Федор Михайлович шел, в белых, ставших уже серыми панталонах и в грязной куртке, по тяжелому песку, сменявшемуся вязкой глиной или землей, покрытой то мелкими камнями, то мелкой порослью, а иногда приходилось переходить и по воде, не снимая обуви и при этом, конечно, в кандалах (а это тоже фунтов десять). Труд был по-настоящему «каторжный», и Федор Михайлович считал минуты, когда вдруг бичева остановится, зацепившись за камни или кустарник или увязнув в грунте. Тогда все дело приостанавливалось, и два косных впрягались в хвост и ссоривали (то есть освобождали) бичеву. Проходило минут пять, а то и двадцать, пока бичеву высвобождали; тут можно было стереть пот с лица, размять ноги и даже присесть, если есть где сухое место. По возвращении домой вечером разрешалось в таких случаях погулять по двору, подышать прохладным воздухом степной ночи. Тут Федор Михайлович хоть на несколько саженей мог отойти от людей и побыть один, в некотором призрачном одиночестве. Люди, его окружавшие, стали для него тяжелы; многих из них он даже презирал, как и все черные и грязные крепостные дома, заборики, столбики и кирпичные ворота. Все это было по ту сторону его жизни, торопившейся скорее обойти эти неизменимые четыре года.
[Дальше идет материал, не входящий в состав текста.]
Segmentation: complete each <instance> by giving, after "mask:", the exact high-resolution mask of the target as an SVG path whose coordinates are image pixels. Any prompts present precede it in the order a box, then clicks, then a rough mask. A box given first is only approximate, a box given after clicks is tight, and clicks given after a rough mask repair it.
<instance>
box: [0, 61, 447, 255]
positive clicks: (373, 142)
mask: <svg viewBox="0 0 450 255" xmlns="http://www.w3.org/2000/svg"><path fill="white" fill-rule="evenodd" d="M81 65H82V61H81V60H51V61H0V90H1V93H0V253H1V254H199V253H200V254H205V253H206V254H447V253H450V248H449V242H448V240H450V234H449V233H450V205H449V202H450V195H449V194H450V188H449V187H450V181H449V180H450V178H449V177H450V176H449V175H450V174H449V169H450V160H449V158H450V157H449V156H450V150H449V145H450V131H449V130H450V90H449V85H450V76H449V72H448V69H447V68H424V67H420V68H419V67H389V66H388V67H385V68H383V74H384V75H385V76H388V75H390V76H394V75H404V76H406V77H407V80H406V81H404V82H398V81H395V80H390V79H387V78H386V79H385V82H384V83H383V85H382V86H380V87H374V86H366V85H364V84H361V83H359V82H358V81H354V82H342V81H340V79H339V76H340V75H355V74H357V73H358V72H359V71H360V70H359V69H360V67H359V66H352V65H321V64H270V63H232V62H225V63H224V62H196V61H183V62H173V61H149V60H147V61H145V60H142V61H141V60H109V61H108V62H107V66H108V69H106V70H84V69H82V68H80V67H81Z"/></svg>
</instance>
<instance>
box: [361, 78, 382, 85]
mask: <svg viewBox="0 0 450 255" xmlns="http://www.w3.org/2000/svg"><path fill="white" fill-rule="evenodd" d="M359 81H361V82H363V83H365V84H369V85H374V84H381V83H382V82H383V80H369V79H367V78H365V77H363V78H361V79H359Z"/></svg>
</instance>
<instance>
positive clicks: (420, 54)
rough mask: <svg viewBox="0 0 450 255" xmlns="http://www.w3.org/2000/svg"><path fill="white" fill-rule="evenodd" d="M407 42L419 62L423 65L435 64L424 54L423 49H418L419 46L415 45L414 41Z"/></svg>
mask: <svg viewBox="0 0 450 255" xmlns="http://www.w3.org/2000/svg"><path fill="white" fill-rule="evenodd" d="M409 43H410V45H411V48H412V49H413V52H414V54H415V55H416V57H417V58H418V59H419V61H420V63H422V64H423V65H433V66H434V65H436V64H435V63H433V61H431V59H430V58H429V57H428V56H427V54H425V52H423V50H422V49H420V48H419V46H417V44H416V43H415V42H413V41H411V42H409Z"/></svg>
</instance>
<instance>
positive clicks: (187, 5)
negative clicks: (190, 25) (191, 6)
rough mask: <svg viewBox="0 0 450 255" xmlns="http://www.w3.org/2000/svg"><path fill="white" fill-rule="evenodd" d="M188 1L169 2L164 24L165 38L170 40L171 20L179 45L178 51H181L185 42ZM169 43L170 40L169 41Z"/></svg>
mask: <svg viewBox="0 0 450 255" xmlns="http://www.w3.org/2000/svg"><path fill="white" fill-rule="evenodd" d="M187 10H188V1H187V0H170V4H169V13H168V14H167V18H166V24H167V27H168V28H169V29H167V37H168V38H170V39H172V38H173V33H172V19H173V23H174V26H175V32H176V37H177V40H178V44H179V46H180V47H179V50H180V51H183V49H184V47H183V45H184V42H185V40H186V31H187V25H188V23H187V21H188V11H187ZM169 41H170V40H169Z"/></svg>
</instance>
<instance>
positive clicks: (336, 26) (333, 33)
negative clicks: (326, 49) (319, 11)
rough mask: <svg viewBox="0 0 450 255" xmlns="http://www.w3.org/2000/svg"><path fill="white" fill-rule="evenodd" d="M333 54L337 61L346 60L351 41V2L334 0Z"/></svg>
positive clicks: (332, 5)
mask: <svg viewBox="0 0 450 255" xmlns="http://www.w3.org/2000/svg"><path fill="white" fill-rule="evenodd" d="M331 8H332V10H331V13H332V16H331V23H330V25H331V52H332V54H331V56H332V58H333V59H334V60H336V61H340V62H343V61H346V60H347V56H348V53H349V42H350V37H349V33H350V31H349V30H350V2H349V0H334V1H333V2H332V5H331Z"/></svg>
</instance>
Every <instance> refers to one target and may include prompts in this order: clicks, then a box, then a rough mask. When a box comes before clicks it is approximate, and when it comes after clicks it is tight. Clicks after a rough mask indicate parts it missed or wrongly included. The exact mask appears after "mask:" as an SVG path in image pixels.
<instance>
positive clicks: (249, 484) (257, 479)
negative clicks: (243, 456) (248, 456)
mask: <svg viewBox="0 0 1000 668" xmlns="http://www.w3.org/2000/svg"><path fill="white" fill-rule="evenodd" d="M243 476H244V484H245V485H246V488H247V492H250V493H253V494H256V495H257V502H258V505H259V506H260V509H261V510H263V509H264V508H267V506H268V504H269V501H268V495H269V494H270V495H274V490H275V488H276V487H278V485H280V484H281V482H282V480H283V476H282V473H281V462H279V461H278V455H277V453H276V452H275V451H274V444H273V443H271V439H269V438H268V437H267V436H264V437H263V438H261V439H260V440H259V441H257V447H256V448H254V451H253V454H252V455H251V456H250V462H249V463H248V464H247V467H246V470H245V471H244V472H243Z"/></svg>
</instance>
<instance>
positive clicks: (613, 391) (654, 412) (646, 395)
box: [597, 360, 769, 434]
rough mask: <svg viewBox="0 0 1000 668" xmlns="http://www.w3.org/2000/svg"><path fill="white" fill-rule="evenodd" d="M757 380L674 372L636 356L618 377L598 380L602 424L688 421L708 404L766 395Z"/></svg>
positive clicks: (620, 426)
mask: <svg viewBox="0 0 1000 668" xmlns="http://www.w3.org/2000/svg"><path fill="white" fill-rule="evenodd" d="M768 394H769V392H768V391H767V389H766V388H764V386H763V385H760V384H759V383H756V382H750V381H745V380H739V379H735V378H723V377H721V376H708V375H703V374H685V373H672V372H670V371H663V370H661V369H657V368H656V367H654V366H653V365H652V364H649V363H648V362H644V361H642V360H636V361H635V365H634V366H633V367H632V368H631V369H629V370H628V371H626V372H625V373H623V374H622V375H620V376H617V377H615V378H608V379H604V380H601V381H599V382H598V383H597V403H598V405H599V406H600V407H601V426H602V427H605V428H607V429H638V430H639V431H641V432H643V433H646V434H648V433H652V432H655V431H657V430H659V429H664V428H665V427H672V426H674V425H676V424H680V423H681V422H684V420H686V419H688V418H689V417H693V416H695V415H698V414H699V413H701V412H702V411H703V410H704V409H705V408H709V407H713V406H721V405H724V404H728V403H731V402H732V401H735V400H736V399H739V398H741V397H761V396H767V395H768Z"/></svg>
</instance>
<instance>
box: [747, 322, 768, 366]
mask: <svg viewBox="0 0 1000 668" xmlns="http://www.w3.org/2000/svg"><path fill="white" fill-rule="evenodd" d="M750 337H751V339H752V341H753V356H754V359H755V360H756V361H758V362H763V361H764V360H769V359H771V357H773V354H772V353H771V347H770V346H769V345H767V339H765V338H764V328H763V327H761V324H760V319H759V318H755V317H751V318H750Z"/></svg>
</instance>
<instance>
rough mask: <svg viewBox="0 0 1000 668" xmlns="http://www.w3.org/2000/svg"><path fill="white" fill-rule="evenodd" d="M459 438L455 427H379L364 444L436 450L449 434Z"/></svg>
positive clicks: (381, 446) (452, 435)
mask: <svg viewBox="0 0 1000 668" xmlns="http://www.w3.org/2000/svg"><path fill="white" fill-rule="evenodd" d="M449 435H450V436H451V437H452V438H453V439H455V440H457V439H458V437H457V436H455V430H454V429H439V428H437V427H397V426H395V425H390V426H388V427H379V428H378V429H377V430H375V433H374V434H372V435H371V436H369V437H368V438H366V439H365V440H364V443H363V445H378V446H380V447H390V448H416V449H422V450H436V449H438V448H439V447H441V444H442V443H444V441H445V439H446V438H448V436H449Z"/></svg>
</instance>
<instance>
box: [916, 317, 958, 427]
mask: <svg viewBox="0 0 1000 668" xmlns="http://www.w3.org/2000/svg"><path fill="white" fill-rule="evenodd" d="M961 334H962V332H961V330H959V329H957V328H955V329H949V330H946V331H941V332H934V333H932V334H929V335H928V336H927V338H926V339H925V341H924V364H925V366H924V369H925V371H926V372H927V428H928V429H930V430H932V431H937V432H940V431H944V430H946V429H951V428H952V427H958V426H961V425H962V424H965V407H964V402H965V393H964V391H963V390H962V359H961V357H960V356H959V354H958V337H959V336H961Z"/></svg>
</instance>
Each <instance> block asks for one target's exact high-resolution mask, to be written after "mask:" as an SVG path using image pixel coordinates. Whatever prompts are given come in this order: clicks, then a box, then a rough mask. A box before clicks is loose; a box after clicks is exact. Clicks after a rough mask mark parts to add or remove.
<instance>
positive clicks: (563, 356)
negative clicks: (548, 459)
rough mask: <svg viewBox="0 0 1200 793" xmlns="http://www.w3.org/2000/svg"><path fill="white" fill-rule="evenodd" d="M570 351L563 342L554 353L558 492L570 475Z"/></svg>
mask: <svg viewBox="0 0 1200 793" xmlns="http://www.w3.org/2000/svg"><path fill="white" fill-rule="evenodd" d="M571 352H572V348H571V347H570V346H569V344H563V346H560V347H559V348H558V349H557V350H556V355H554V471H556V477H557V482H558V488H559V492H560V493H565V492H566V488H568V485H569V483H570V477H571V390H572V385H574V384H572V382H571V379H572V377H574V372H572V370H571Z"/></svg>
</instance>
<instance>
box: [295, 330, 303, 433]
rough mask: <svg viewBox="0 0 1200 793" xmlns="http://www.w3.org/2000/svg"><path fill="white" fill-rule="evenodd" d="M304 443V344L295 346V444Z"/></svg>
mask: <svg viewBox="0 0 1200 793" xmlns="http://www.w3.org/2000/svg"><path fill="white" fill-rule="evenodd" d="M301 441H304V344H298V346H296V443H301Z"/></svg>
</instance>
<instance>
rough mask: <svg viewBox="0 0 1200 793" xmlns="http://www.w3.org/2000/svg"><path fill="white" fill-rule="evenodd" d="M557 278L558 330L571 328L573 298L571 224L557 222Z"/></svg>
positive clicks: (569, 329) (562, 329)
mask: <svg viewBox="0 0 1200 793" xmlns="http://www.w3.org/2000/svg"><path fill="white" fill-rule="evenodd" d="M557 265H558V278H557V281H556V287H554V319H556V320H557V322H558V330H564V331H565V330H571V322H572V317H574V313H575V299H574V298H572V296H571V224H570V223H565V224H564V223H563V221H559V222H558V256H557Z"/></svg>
Он часто бросался от людей к животным и птицам, обитавшим в крепости. У него завелись любимые лошади, нашлись приятели из веселой своры крепостных собак, козлов и гусей, а одно время он привязался к раненому орлу, очутившемуся в крепости. Особенно его умилял этот орел, степной карагуш, защищавший с удивительной силой свою надломленную жизнь и как бы показывавший даже этим пример всем арестантам.
Козлы и собаки тоже напоминали Федору Михайловичу о какой-то свободной жизни. Он всегда с нежностью заговаривал с ними, точно ждал ответа от них, и всегда прикармливал их крохами остатков от обеда.
Были у Федора Михайловича и любимые цветы, тоже входившие в круг его жизни. Бывало, у казармы вырастет чахленькое-пречахленькое растеньице, и жизни-то его месяца на два, не более, и в нем-то самом цветка этого – как комар наплевал, а Федор Михайлович приметит его, как этакую живую и вольную тварь, и уж облюбует, ухаживает и глядит на него с болезненным вниманием, не спуская глаз, словно на невесту.
Он противополагал эти растения и этих животных людям, жившим рядом с ним, страшно расчетливым (в крепостном быту копейка – целое богатство) и скрытным. Да и он также был чрезвычайно сдержан и осмотрителен. Даже с Сергеем Федоровичем говорил редко: тот так же, как и он, тосковал про себя, в своем одиночестве и замкнутости.
Однако среди густого мрака Федор Михайлович все яснее улавливал счастливые полоски света. Он узнавал новые, и для него поразительные и неожиданные, характеры. И, глядя на жестоко опустошенную и отравленную жизнь, он думал про себя: сколько тут погублено сил человеческих! И погублено даром! Сколько в этих грязных стенах и возле этих тысяч палей, им уже сто раз пересчитанных, пропало молодости, порывов ума и сердца, и пропало безвозвратно, со свирепой и тупой несправедливостью! Да ведь это все необыкновенный народ, сильный и даровитый! Да за что они гибнут тут? И кто виноват в их гибели? Кто же виноват?!
Федор Михайлович часто спрашивал себя: кто виноват? – и все искал ответа… А в поисках его соразмерял свои собственные помыслы с помыслами других и находил порой, что, быть может, слишком уж они широки, эти помыслы, и слишком велики надрывы в душах человеческих, а все это не по силам людей; многого хотят люди, как хотел и он сам, и надо сузить человека, определенно сузить и самому смириться перед лишениями и превратностями судьбы, которая, как он думал сейчас, предъявляет свои права и неотступные законы. Удивительная работа мысли продолжала кипеть в Федоре Михайловиче, но рассудком своим он приходил все к новым и новым понятиям, исполненным терпения и даже страха божия. Все более и более в своей отрешенности и одиночестве он обращался к всевышним силам, отыскивая в них некое утешение. Старая душегрейка тут оказывалась самонужнейшей, хоть и весьма износившейся, вещью.